Friday, October 03, 2014

October 3, 2104--Gloria Steinem's Legacy

Gloria Steinem turned 80 recently (everyone says still looks no more than 65). Partly in acknowledgment of that and also because she was and continues to be a major figure in the history of the Women's Liberation Movement, Rutgers University's Institute for Women's Leadership raised money from a variety of sources to endow a chair, a professorship in her name. It will be in the fields of media, culture, and feminist studies.

Everyone in attendance when the chair was announced (this did not include Ms. Steinem) felt it was not only well deserved but important.

As the director of the Institute, Alison Bernstein said, as Steinem turned 80, "what struck me profoundly was that there needed to be a legacy. When you do a chair you basically are saying this is a curriculum that needs permanence, it isn't going to go away." (My italics)

I worked for and with Dr. Bernstein during her and my days at the Ford Foundation. From her I inherited the women's studies portfolio of grants and an initiative that sought to see mainstream into the undergraduate curriculum some of what scholarship had learned during the preceding few decades about women's history and their many contributions to culture and the larger society.

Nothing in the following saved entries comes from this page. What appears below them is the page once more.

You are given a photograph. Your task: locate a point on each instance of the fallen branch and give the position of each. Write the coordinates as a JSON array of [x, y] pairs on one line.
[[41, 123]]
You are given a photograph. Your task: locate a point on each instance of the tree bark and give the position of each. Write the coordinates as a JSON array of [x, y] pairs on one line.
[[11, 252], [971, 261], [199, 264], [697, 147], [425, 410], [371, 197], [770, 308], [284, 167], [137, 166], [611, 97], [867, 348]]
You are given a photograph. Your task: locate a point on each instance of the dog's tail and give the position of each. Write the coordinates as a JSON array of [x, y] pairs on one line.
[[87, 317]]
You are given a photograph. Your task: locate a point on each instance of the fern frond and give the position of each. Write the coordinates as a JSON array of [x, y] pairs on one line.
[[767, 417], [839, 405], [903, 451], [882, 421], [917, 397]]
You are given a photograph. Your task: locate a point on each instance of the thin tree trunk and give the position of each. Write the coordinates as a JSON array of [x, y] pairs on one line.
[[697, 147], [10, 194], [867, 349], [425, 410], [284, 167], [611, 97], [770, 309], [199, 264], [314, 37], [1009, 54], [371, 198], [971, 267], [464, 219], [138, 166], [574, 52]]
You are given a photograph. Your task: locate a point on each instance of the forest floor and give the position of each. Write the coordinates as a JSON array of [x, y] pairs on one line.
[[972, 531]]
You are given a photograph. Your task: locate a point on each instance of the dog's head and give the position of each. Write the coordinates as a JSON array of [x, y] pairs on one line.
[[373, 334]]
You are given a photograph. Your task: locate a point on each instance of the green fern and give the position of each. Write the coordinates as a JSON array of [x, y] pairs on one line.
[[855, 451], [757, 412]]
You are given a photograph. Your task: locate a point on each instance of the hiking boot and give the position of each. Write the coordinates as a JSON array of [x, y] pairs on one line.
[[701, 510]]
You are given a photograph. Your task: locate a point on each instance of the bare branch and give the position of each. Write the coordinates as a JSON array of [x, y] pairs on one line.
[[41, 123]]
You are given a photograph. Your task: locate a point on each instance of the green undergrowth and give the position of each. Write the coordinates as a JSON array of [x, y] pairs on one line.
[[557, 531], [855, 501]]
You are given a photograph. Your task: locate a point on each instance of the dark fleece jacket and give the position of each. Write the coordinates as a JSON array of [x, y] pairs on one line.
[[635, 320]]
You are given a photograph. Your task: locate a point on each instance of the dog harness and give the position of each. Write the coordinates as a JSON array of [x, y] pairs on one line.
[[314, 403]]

Mainstreaming suggested that some of the earlier battles to support women's studies research had been won--women's studies programs and courses were by the 1990s widespread in academia and it was time, Ford and leaders in the field felt, to move from separate-and-more-or-less equal status to a permanent place in the undergraduate program.

In other words, in contradiction to what Alison Bernstein said last week at Rutgers, there isn't a pressing need now to endow a chair in women's studies as an expression of legacy or to assure permanence. Permanence's goal should be just what that old Ford initiative was about--to become part of the core curriculum, to move in from the margins. Not to continue to construct separate-but-equal realities.

Honor Gloria Steinem for certain--fund scholarships in her name for women and men, offer her honorary degrees, name classrooms for her, feature her work in special programs that chart the history of late 20th century feminism, but resist the temptation to make permanent separate streams of academic research and instruction.

The work still remaining to be completed to foster women's equality is to press the fight for equal pay, challenge corporations to continue to promote more women to the executive suite, and elect more women to Congress and, perhaps soon, to the White House.

But little of this agenda is appropriate for the university. It is up to women and men in all facets of life to join in actions designed to breach these final barriers.